General Electric hasn’t been innovating and making money since the 1890s by sitting on its hands.
The multinational conglomerate that traces its roots to Thomas Edison is constantly bobbing and weaving as economic conditions change.
Last week, for instance, it continued to dismantle its once-mighty GE Capital lending empire by unloading a piece of that business for $12 billion. At the urging of shareholders, GE is expected to exit the increasingly regulated and volatile financial industry within two years to refocus on hard-line products, from aircraft engines to medical scanners to energy-making equipment.
As a report in USA Today put it, the shift “unwinds one of the legacies of former CEO Jack Welch, who had bet on business diversification as a growth catalyst.”
The circumstances were slightly different, but GE found itself in a similar situation 30 years ago in South Carolina, when the company mothballed a plant on U.S. Highway 78. Welch, nicknamed “Neutron Jack” in the 1980s for his willingness to fire underperforming managers and shed also-ran businesses, was in the corner office at the time.
Largely forgotten now, the Ladson factory’s final year, starting in June 1984, turned out to be a condensed, scaled-down version of the local Navy base shutdown that would rock the Charleston economy less than a decade later. The comparison stems from the recent sale of the big plant that GE built in a soybean field in the late 1960s to make large steam turbine generators for the nuclear power industry.
The company said in a brief 1974 history of its $40 million Charleston County investment that one of its goals was “to contribute to meeting the difficult demands of the energy crisis.”
GE quickly became a major local employer that likely competed for skilled labor with the much larger Navy base and shipyard on the Cooper River in North Charleston. At its peak, the company had about 1,200 workers on its Highway 78 payroll in 1970s.

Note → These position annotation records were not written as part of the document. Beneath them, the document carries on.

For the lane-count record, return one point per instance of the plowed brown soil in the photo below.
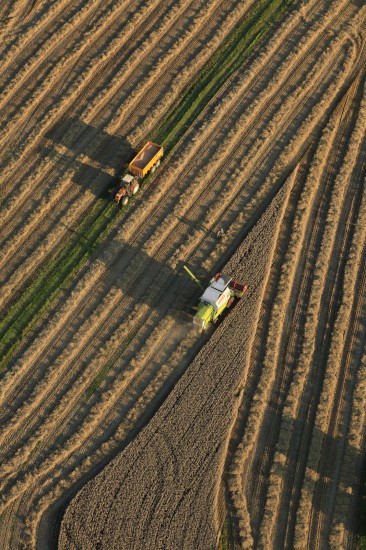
(261, 420)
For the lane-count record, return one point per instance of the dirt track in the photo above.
(86, 370)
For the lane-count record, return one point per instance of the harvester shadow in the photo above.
(149, 280)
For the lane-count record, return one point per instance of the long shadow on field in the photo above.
(96, 156)
(330, 475)
(149, 280)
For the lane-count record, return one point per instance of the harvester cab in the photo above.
(129, 187)
(218, 296)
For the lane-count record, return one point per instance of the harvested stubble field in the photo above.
(254, 432)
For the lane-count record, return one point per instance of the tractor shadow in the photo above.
(96, 157)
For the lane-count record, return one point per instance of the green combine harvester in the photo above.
(217, 297)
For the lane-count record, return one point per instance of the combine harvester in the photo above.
(217, 297)
(148, 159)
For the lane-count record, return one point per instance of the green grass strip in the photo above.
(54, 276)
(60, 270)
(221, 66)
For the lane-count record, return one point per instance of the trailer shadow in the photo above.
(96, 157)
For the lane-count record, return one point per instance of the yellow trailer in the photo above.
(147, 159)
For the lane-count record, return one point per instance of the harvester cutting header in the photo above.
(217, 297)
(147, 160)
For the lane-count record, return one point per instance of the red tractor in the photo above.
(129, 187)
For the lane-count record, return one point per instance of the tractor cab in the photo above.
(214, 300)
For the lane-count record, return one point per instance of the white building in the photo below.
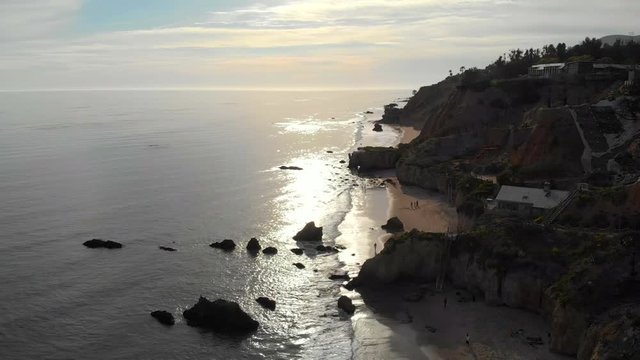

Within a decade, and for various reasons, the nuclear power boom was all but over. GE said its decision to pull out of Ladson came three years after it booked its last domestic order for one of the locally made turbines.
“In a nutshell, that’s it,” a spokesman said after the announcement.
The decision triggered an outcry, partly because some of the workers were represented by a union. Employees pleaded with GE to consider other uses for the factory. The company rebuffed the recommendations.
The planned closing even prompted a visit from the Rev. Jesse Jackson, who met with workers and led a protest march along Highway 78 in September 1984. He called for unity in stopping “economic erosion.”
“There must be plans put in place to save workers’ jobs when a plant is in transition,” Jackson said, according to a newspaper report about the rally.
The Catholic Diocese of Charleston also got involved. It organized a community forum with the United Electrical, Radio and Machine Workers of America. Also, the diocese, along with dozens of pastors and priests from other local churches, challenged the company in a newspaper advertisement called “On Aiding the GE Workers.” The clergymen called out the company’s decisionmakers to share the reasons they had rejected alternative uses for the factory.
GE’s response was blunt: “The ad can’t change the business situation here,” a local spokesman said.
In the end, the uproar didn’t stop GE from closing the plant on schedule, 30 years ago this month. The region would go through the motions again — but on a much larger scale — after the Navy base was targeted for shutdown in 1993.
The GE plant eventually got a second shot at life. An offshoot of The InterTech Group of North Charleston bought it in 1988 and set up a metal fabrication business at the site. Other firms came and went.
The most recent anchor tenant was Force Protection, the armored military vehiclema-ker that once had more than 1,000 workers in Ladson. General Dynamics bought the business in late 2011. Last year, echoing GE’s reasoning in 1984, the defense giant said it was halting local production as demand plummeted for the blast-proof troop carriers.
Now, a new group of investors sense an opportunity to get the factory floors buzzing again. Two companies affiliated with the real estate firm J.L. Woode Ltd. recently paid InterTech $22 million for the 250-acre property.
“I think we bought well below replacement value,” said J. Luzuriaga, president of J.L. Woode, which has offices in Charleston and Chicago,
The new owners aren’t expecting another General Electric or Force Protection to come along and lease the entire site.
“Those days are over,” said Luzuriaga, who, coincidentally, happened to cut his teeth in business at GE Capital.